Follow the procedure below to use the data publisher.
- Initialize the data publisher as follows.
AgentHolder. setConfigPath ( getDataAgentConfigPath ());
DataPublisher dataPublisher = new DataPublisher(url, username, password);
Generate the stream ID for the stream from which you are going to publish the event as follows.
String streamId = DataBridgeCommonsUtils.generateStreamId(HTTPD_LOG_STREAM, VERSION ;
- Publish the events using any of the following methods.
In the following configuration, the published event is blocked being called until the event is put into a disruptor. If the disruptor is full it will wait until there is a free space.

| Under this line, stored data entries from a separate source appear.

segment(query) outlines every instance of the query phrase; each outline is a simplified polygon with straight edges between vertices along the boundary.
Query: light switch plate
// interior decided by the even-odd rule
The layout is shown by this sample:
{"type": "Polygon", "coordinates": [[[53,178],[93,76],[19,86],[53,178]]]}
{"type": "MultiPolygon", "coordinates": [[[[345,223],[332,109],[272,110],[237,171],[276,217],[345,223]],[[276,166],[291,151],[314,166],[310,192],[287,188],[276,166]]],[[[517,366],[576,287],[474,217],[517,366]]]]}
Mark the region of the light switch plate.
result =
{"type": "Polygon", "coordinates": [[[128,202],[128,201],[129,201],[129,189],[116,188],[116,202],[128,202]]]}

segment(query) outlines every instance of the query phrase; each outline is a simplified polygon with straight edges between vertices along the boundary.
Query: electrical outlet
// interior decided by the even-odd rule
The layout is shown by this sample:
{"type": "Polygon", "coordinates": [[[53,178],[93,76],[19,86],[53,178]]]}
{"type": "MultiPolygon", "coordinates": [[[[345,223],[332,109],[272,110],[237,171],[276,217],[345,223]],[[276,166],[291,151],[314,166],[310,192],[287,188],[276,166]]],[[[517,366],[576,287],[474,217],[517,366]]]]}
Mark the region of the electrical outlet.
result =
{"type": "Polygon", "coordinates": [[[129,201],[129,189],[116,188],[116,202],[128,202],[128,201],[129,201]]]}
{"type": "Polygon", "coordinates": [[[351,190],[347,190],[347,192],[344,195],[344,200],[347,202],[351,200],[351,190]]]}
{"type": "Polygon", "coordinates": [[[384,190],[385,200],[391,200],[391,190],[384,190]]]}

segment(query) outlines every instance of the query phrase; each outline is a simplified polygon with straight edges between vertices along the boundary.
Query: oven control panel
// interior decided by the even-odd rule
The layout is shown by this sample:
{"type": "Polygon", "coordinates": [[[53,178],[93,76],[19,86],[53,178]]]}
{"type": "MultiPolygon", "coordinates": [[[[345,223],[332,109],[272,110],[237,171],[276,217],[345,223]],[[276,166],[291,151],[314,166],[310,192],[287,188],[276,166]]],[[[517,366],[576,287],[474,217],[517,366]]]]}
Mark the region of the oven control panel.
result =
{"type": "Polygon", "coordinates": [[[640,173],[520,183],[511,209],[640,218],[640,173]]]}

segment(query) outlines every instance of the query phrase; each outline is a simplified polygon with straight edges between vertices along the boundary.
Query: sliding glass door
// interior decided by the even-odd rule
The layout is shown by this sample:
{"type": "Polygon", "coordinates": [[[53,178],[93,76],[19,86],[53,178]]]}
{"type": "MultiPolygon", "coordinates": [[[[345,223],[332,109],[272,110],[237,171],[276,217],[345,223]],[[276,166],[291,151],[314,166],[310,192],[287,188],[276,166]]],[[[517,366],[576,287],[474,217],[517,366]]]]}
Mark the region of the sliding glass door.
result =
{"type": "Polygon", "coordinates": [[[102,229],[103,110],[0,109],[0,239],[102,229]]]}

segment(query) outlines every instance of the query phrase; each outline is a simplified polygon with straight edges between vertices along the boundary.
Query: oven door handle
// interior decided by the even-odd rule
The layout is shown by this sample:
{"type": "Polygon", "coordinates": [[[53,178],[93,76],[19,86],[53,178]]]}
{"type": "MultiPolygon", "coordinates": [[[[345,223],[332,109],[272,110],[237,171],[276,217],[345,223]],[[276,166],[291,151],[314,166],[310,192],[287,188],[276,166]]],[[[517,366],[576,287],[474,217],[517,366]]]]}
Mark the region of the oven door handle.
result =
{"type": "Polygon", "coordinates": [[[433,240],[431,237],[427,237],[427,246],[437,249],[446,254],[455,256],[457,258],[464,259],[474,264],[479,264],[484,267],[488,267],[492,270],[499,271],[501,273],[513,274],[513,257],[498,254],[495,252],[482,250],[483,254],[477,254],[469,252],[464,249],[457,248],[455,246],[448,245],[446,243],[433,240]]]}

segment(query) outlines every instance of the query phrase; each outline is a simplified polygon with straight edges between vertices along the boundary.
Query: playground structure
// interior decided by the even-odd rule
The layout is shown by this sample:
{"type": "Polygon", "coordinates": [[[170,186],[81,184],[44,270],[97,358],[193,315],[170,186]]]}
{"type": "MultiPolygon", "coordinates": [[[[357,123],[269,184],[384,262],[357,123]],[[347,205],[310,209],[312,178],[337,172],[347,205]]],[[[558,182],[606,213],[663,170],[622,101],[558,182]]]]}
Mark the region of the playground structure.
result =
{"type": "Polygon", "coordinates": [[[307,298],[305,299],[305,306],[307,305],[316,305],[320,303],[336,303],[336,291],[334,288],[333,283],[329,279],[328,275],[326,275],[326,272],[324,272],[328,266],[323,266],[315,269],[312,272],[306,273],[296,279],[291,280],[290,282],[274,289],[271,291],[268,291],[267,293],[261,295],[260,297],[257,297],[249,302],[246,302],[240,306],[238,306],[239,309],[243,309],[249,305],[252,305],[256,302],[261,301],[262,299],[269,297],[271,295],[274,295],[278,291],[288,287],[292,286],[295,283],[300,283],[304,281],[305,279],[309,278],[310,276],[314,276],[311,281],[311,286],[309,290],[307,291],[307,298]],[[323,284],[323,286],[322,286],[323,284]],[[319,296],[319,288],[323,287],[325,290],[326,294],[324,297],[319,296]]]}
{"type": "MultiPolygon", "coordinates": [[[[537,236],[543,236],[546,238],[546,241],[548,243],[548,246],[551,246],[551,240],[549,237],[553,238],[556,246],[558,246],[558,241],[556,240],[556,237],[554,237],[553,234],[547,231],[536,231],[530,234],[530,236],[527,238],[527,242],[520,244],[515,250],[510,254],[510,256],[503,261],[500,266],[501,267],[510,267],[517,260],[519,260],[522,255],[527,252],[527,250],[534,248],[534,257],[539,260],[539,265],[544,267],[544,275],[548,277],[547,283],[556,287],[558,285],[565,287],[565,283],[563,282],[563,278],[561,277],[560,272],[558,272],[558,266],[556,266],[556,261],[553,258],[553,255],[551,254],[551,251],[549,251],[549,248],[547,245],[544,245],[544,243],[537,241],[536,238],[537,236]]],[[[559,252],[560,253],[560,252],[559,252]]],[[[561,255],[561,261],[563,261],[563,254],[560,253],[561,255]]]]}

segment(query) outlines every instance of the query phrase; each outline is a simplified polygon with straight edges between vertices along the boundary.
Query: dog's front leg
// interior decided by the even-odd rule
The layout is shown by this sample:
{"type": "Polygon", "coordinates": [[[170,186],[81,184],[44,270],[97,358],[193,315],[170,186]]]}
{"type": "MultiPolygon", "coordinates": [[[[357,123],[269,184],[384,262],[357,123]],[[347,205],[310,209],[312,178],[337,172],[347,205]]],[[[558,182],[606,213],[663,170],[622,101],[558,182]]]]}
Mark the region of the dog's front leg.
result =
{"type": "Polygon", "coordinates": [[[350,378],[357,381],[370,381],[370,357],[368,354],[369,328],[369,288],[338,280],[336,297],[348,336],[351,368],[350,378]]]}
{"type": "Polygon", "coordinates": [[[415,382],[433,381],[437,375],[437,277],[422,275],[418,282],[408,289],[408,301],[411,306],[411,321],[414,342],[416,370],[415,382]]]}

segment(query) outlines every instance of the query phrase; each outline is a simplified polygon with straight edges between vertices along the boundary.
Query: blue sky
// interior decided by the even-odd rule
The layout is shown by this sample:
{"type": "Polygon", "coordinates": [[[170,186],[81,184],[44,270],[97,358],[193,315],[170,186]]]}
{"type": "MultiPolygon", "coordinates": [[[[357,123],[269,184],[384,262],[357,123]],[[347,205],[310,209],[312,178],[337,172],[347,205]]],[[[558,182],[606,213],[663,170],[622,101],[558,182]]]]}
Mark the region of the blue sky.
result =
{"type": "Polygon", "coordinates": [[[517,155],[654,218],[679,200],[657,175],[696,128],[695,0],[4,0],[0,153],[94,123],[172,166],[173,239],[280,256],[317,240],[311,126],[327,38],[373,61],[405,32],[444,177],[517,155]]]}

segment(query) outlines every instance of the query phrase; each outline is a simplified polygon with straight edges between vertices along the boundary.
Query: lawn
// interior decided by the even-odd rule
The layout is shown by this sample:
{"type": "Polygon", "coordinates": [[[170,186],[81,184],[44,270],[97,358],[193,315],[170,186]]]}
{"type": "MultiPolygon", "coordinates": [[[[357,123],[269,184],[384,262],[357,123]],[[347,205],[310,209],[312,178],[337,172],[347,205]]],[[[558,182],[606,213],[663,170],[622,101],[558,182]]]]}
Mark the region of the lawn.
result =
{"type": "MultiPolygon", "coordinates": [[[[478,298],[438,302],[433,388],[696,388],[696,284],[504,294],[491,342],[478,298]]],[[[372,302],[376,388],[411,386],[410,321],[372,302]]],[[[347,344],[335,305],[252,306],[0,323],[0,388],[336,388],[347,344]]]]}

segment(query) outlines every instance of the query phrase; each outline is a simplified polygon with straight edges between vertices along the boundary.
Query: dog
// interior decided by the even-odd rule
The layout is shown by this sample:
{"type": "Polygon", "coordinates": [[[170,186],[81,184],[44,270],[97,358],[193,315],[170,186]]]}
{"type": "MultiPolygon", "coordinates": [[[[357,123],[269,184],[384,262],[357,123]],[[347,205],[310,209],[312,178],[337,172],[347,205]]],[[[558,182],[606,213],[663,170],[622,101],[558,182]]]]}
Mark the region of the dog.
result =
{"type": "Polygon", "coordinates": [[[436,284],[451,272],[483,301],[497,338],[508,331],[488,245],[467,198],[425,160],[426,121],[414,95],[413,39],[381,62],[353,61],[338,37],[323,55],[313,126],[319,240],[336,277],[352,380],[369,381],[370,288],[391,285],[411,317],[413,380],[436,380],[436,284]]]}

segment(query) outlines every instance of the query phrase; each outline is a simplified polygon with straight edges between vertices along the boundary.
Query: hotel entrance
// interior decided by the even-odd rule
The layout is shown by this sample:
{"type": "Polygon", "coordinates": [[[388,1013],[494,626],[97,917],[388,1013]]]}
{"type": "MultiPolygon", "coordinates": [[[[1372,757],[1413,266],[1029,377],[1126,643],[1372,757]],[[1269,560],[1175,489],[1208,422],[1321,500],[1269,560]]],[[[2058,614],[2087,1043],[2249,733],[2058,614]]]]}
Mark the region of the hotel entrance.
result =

Event event = new Event(streamId, System.currentTimeMillis(), new Object[]{"external"}, null, new Object[]{aLog}); dataPublisher.publish(event);
Try publish as shown in the following configuration, is a non-blocking publishing. If there is a space available in the disruptor, it will try to insert the event. However, if the disruptor is full, the event is returned back immediately without waiting.
Event event = new Event(streamId, System.currentTimeMillis(), new Object[]{"external"}, null, new Object[]{aLog}); dataPublisher.tryPublish(event);
Try publish as shown in the following configuration, is a non-blocking publishing with timeout in mili seconds. if there is a space available in the disruptor it will try to insert the event, but if the disruptor is full it will wait for the specified amount of time, and if the timeout is reached the event is returned back.
Event event = new Event(streamId, System.currentTimeMillis(), new Object[]{"external"}, null, new Object[]{aLog}); dataPublisher.tryPublish(event, 100);
For more information on the usage of data publishers, see the sample in the
<DAS_HOME>/samples/httpd-logs/
directory.